Just before the United States entered the Philippines, Earl had just enough points to come back to the States where he was stationed in California. Being happy just to be alive and well, Earl bought himself a Harley. When the war ended, he hopped on his new bike and headed back east to be officially discharged. He traveled from California to New York on the famous Route 66.
Earl arrived back home to Oneonta to learn that his girlfriend had married someone else. In retrospect, that was a good thing— it led Earl to his wife, Eloise.
Through the GI Bill, Earl was able to go to school for radio and communications. After graduating, he worked at Motorola; he then went on to General Electric; eventually ending up in its research lab.
He and Eloise lived in Loudonville, Watervliet, and then eventually ended up in their home in Burnt Hills where they lived for 57 years. Together they raised three children—two boys, and a girl. Earl and Eloise were married for 70 years.
Eloise, known far and wide for her amazing pie-making skills, passed away six years ago. Earl describes his wife lovingly as one of the most unselfish people you will ever meet.
After the war, Earl’s brothers also went back to school and the family band dissolved. Earl’s love of music continued. Wherever life’s journey took him, he always found musicians to share his passion. At age 69, Earl started playing the fiddle. He frequented bluegrass music festivals where he met and played with other musicians. Some of those musicians still come to play with Earl at Coburg Village.

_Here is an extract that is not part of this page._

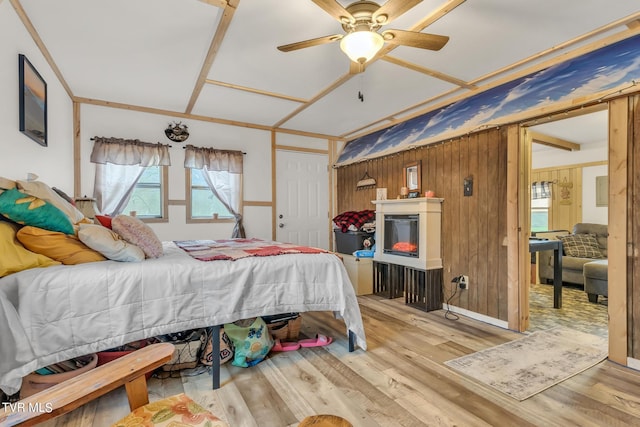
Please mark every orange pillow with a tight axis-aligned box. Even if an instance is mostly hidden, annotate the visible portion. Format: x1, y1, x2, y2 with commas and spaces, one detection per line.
16, 226, 106, 265
0, 221, 60, 277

After Eloise passed, Earl lived alone for two years with Becca, their cherished poodle. He decided to move to Coburg Village, which Earl describes as the best move he ever made. When he first moved to the community, he wasn’t able to walk down his own hallway without taking a break. He’s now averaging 4,500 steps per day.
Earl keeps his mind sharp by memorizing the first names of all his friends. When he turned 100, Coburg Village held a birthday celebration in his honor. He was able to greet all 185 people at the event by their first names.
Earl’s doctor is amazed by his continued good health and keen mind. Earl attributes his health to
exercise, and the good meals he enjoys at Coburg Village.
If you are lucky, you can catch one of Earl’s jam sessions. You might also hear Earl playing the fiddle inside his apartment with the accompaniment of a CD. His dog, Becca, likes his music too, sitting by his side as he plays.